Malena se sentía, entre otras cosas, incomprendida.
“Me acuerdo de una vez -sonríe Malena- que fuimos a Mar del Plata con mamá, y fuimos a ver a Carlín (Calvo) que estaba haciendo una obra de teatro. Él ya había tenido el primer derrame, tenía secuelas pero todavía podía trabajar. Me abrazó con la mano que podía mover, y me dijo: ‘Male, tu mamá siempre va a estar, siempre te va a amar, siempre te va a acompañar. ¿Yo? Yo siempre te voy a entender’”.
El después
Malena tuvo que dejar la facultad, los viajes en colectivo, el anonimato. “Volver a nacer” puede siempre ser una frase hecha pero en su caso fue bien gráfico: “Tuve que abrir los ojos, aprender a comer, a caminar, a hablar”, enumera.
Quedaron secuelas cognitivas: alguna dificultad para encontrar palabras, baches en la memoria, convulsiones que aparecen producto de la cicatriz que tiene en el cerebro. Podría haberse operado para colocarse una plaqueta y cerrar el cráneo, pero pasó todo este tiempo y no lo hizo. El hundimiento sigue ahí, escondido bajo el pelo centinela.
La furia sí se fue. “Mi mamá te va a decir que ella no, pero yo volvería a elegir lo que me pasó”, sostiene Malena. “Creo que esto me pasó, por un lado, para unir a la familia, porque en ese momento estábamos separados: yo con mi mamá, mis hermanos con mi papá. Y bueno, las enfermedades y la muerte muchas veces te unen”, sigue.

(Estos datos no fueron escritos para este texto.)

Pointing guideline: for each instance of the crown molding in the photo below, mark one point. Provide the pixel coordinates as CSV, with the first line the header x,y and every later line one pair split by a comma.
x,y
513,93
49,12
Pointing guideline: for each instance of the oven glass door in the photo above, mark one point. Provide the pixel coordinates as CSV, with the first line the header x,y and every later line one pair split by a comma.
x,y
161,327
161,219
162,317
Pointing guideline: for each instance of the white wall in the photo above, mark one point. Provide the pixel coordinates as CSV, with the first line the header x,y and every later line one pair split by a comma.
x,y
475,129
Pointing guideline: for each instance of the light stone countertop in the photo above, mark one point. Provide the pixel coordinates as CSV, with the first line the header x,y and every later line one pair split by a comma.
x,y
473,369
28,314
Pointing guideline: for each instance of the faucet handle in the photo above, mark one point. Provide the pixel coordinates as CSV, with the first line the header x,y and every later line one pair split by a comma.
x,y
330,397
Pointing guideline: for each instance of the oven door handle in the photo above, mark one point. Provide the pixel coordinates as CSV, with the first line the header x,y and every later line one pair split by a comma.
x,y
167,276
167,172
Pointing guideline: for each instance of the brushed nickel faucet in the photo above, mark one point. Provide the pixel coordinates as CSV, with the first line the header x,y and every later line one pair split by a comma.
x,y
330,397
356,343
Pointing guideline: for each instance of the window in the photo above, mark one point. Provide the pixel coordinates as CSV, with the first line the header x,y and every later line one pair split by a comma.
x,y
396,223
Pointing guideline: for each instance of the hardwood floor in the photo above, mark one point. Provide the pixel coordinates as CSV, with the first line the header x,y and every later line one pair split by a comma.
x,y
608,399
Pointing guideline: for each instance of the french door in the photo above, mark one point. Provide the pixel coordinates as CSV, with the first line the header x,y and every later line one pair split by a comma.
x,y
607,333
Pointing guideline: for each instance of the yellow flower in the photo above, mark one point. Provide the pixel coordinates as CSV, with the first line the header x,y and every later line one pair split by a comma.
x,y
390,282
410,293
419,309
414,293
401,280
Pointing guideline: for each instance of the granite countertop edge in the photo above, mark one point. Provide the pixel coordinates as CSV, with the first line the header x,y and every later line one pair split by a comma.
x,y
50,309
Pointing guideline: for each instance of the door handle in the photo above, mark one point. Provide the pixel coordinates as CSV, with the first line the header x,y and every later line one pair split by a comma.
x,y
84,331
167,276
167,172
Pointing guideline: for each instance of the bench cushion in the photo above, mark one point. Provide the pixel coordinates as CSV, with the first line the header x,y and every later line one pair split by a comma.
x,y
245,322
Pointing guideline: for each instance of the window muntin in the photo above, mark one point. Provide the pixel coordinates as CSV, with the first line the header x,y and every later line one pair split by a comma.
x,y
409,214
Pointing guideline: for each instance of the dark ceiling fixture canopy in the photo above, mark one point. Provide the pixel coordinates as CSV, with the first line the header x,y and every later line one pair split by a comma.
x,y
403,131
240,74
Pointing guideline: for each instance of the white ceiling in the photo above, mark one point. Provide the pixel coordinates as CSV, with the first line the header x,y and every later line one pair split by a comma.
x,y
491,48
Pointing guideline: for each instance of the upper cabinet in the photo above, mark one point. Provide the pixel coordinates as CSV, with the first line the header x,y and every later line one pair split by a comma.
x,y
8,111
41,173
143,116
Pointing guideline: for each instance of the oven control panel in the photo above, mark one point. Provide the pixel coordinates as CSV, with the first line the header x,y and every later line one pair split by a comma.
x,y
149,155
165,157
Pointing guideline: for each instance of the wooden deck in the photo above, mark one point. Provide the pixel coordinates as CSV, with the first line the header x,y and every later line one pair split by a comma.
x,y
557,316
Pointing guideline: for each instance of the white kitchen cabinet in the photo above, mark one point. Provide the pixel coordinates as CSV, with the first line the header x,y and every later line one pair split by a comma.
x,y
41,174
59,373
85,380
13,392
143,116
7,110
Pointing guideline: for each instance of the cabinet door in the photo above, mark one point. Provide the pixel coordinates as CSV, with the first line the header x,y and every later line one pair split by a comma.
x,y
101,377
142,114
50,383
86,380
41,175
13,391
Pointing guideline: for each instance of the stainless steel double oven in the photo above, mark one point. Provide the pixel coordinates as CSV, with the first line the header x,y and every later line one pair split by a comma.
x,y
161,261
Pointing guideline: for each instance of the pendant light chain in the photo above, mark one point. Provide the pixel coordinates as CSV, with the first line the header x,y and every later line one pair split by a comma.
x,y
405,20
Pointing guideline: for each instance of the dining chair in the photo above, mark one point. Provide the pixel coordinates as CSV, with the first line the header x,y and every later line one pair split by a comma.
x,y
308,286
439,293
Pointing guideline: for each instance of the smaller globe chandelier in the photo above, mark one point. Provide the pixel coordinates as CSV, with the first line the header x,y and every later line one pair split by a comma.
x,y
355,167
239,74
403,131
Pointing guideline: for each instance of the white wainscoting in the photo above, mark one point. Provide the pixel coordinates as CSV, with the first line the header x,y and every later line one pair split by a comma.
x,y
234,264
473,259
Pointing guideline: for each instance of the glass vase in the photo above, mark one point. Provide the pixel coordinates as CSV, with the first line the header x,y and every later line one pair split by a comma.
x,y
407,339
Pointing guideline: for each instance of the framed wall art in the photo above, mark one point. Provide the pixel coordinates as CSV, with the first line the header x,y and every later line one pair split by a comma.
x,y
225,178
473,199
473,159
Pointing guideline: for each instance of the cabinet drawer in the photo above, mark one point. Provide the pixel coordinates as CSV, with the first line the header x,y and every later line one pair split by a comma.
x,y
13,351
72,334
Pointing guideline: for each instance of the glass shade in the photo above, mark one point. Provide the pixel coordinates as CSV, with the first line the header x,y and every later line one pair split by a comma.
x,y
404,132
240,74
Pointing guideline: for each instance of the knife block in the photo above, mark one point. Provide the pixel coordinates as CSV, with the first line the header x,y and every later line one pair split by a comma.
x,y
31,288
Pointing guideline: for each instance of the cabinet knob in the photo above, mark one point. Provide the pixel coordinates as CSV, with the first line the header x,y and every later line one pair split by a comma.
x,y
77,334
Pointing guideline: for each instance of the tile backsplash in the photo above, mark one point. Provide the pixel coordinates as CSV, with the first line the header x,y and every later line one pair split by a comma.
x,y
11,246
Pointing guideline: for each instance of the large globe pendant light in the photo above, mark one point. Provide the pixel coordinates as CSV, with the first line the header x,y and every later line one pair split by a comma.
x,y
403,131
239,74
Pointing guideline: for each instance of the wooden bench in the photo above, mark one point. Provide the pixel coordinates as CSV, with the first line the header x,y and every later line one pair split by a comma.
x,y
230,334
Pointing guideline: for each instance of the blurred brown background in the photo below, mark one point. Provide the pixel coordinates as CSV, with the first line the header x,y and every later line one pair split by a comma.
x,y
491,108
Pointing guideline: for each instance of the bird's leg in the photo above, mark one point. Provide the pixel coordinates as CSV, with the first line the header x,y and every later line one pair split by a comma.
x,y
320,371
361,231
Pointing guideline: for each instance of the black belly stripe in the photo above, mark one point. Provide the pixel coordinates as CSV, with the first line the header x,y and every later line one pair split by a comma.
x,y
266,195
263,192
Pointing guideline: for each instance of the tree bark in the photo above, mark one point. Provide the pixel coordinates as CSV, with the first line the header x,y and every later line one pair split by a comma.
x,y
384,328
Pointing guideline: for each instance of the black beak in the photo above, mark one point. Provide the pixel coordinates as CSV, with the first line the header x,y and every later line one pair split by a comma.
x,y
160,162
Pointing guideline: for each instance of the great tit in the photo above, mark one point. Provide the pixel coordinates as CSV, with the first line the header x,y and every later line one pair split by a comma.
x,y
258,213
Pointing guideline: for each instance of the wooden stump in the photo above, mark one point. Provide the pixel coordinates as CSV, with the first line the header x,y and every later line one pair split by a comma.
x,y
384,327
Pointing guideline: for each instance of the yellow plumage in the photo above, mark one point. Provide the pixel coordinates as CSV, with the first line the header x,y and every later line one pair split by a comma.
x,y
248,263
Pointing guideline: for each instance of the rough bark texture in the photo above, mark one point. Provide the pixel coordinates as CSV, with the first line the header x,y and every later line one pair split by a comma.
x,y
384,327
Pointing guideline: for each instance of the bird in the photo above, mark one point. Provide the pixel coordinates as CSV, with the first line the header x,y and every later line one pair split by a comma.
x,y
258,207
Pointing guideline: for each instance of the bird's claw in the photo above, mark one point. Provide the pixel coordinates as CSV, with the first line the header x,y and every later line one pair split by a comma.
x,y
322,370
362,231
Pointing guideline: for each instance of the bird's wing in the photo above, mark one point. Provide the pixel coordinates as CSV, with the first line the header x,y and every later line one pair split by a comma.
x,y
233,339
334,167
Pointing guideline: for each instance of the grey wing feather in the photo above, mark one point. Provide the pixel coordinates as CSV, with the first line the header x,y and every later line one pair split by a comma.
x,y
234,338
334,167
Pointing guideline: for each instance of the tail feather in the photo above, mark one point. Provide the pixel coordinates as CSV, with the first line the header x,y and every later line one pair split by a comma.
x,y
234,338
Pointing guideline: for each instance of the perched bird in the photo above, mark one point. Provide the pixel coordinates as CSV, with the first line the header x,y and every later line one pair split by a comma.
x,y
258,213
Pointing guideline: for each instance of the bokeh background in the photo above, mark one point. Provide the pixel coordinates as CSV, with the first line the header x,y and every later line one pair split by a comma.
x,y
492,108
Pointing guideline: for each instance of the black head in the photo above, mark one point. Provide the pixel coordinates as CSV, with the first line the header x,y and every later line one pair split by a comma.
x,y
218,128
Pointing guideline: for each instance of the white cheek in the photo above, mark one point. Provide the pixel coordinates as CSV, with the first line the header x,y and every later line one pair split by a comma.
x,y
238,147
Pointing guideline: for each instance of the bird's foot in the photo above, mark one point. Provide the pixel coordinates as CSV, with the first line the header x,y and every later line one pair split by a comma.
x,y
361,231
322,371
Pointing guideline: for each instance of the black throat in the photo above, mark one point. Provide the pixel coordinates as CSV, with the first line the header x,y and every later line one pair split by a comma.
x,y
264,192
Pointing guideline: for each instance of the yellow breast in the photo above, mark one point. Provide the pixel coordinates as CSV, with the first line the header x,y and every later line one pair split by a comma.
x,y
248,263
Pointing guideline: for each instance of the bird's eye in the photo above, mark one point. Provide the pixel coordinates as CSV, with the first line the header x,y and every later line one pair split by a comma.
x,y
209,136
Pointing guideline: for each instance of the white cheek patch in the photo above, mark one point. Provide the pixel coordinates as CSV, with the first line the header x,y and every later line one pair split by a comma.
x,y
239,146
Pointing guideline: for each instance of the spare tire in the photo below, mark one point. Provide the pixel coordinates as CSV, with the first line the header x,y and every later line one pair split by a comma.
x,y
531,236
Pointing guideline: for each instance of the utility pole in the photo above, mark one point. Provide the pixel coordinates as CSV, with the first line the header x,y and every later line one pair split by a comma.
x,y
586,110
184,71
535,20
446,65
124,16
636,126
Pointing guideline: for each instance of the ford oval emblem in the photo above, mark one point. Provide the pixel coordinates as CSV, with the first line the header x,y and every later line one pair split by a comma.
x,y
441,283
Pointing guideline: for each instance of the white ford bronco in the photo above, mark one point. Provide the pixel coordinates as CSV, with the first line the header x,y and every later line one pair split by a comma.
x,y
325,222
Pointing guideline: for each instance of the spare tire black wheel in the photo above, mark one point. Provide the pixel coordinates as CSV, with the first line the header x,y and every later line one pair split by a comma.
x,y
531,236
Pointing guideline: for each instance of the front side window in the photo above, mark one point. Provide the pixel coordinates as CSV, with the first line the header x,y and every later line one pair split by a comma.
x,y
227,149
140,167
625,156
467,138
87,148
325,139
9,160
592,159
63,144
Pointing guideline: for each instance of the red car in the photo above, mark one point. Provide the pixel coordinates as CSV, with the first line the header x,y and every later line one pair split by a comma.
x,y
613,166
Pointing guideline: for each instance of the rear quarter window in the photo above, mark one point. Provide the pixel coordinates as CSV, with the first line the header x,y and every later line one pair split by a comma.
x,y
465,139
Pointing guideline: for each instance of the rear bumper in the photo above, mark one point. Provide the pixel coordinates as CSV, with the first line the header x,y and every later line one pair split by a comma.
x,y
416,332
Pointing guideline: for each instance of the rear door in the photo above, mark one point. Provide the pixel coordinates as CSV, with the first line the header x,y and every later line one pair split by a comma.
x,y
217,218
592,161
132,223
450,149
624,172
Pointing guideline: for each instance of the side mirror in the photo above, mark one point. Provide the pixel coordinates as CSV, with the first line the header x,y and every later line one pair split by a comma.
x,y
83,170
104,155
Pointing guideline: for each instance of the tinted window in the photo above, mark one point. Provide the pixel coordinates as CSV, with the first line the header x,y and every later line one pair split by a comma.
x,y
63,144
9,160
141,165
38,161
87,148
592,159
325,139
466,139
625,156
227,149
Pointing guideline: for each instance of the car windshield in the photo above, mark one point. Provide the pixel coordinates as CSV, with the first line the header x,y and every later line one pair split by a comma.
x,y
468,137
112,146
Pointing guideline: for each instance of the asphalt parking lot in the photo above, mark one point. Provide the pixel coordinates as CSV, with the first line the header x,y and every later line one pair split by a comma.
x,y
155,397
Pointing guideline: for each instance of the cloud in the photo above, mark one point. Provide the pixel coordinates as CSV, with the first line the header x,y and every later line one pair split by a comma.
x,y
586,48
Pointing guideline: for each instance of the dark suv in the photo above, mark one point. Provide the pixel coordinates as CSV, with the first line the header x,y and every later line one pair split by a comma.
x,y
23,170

María hace que no con la cabeza y le pone palabras: “Fue demasiado: demasiada angustia, todo muy al límite. Si teníamos algo que aprender fue a un precio muy alto”, explica ella, que sabe que, desde entonces, el miedo materno no hizo más que espesarse.
Malena está por cumplir 40 años, no tiene hijos pero sí tres perros a los que cuida como si lo fueran. Y dice que volvería a elegirlo también porque decidió aprovechar la exposición -aquello de ser “la hija de”- para crear una revista, un canal de Instagram y ahora una ONG llamados “Male te cuida”, dedicados a la prevención de accidente cerebrovasculares, no sólo en personas sino en mascotas.
La hija, entonces, como sobreviviente, usó su historia para aprender a cuidarse y a cuidar a los otros, incluso a desconocidos. María para tratar de vivir con algo más de calma: tratar, porque a todos nos sucede que cuando pasa el temblor volvemos a preocuparnos por las mismas pavadas de siempre.
“A veces todo me afecta, puede ser que haya quedado un poco sensible. Y sí me hago mala sangre por pavadas”, se despide María. “Pero haber vivido un derrame cerebral es como como una llamadita que siempre llega y te recuerda aquello que pasó. Cuando eso suena yo entonces paro y digo: ¿Para qué voy a gastar energía en pelearme con fulano o en contestarle a Mengano? No, que la vida siga”.